Positano – Amalfi – Ravello

Info Tour

Tour n. 6: Positano – Amalfi – Ravello

Da: Napoli / Sorrento / Amalfi / Salerno

Durata: 8 ½ ore

Pick–up:  8:00

Drop Off: 16:30

Tour Service

Include: Veicolo Mercedes Gran Turismo, autista multilingue (su richiesta), bottiglia d’acqua 500ml per ogni ospite, Wi-Fi gratuito, tasse, parcheggi, gasolio.

Non Include: Ingressi ai siti archeologici (dove previsto), pranzo, mance, guida autorizzata (disponibile su richiesta).

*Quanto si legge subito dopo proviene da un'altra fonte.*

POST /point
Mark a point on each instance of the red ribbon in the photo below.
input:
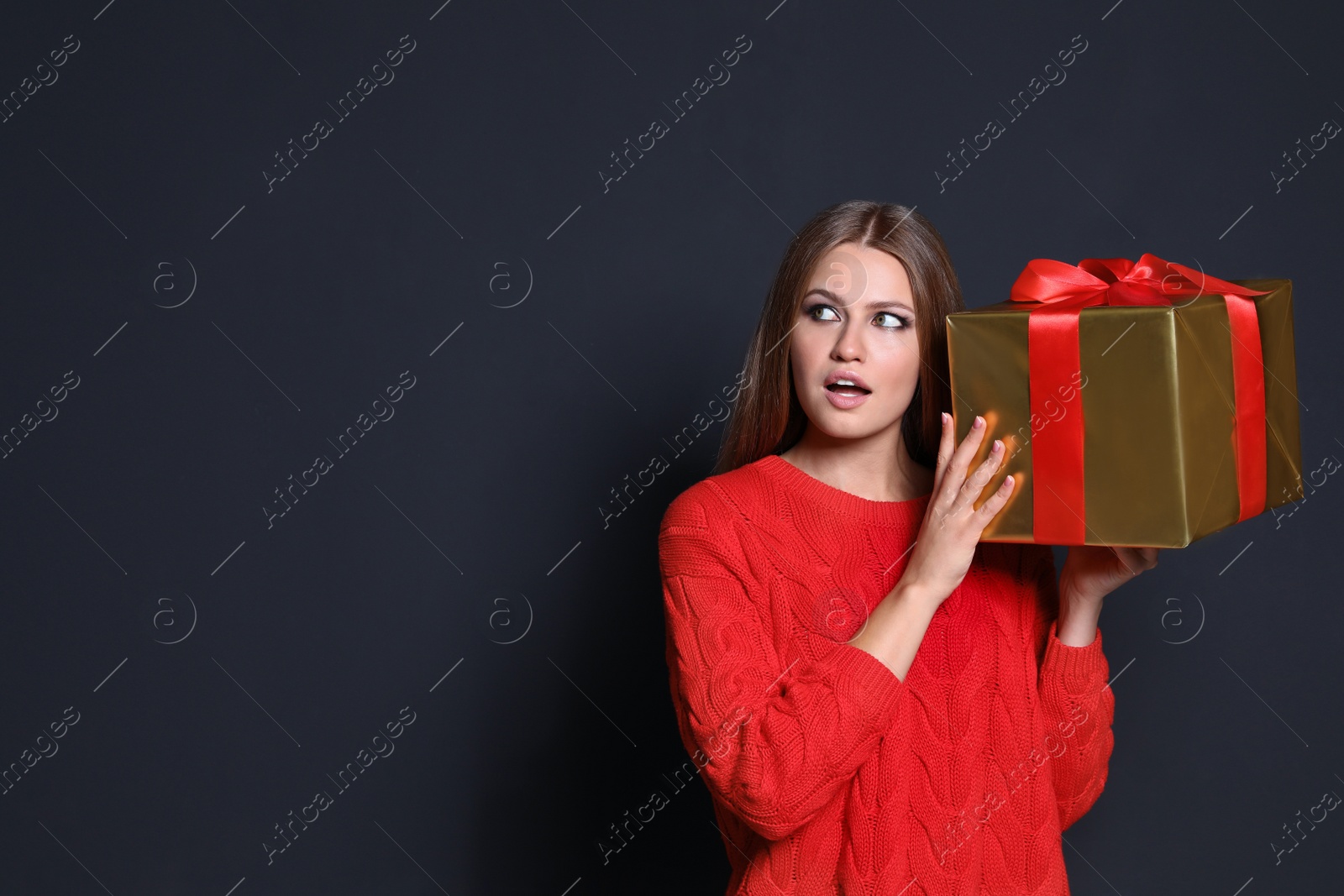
(1061, 291)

Note: Tutti gli itinerari, gli orari dei pick-up e dei drop-off, possono essere modificati ed adattati per ogni esigenza.

Escurisione a Positano

Mentre si percorre la stretta statale che da Sorrento porta ad Amalfi ci si imbatte in un gruppetto di case bianche e colorate aggrappate alla roccia, intramezzate da giardini di limoni e fiori profumati, tutto a strapiombo su un mare cristallino. In questo contesto naturale e architettonico unico al mondo nasce Positano.

Grazie al clima mite ed alla bellezza del paesaggio, Positano è stato luogo di villeggiatura sin dall’epoca dell’Impero Romano. Dal X al XII secolo è stato parte del Ducato di Amalfi. Nel 1806 fu incorporato al Regno delle Due Sicilie e, dopo l’unificazione, al Regno d’Italia.

Escurisione ad Amalfi

Fu fondata nel IV secolo da naufraghi di una precedente spedizione romana diretta a Costantinopoli.

La leggenda vuole che la città prenda il nome da Amalfi, una ninfa amata da Ercole e sepolta su queste spiagge per volere degli dei.

A partire dal IX secolo, prima (in ordine cronologico) fra le repubbliche marinare, rivaleggiò con Pisa, Venezia e Genova per il controllo del Mar Mediterraneo.

Da non perdere il Duomo di Amalfi (complesso monumentale eretto nel IX secolo), gli Arsenali (dove venivano costruite modernissime navi sia mercantili che da guerra) ed il Museo della carta (dove furono perfezionate le tecniche importate dai paesi arabi).

Escurisione ad Ravello

Probabilmente fu fondata nel V secolo da coloni romani che, stanchi delle continue scorrerie barbariche si rifugiarono su questo altopiano, ritenendolo meglio difendibile.

La città conobbe il suo massimo splendore nel IX secolo, grazie all’eccellente filatoria della lana, detta anticamente “celendra”.

Nel 1996 l’UNESCO ha decretato Ravello, assieme alla Costiera amalfitana, Patrimonio dell’umanità.

Oltre al panorama mozzafiato che si può ammirare dal belvedere di Villa Cimbrone (palazzo patrizio del XII secolo e sorto sui ruderi di un’antica villa romana), si consiglia di vistare il Duomo (risalente al XI secolo), il Museo del Corallo Camo, e Villa Rufolo (risalente al XIII secolo e famosa anche per ospitare il Centro Universitario Europeo per i Beni Culturali).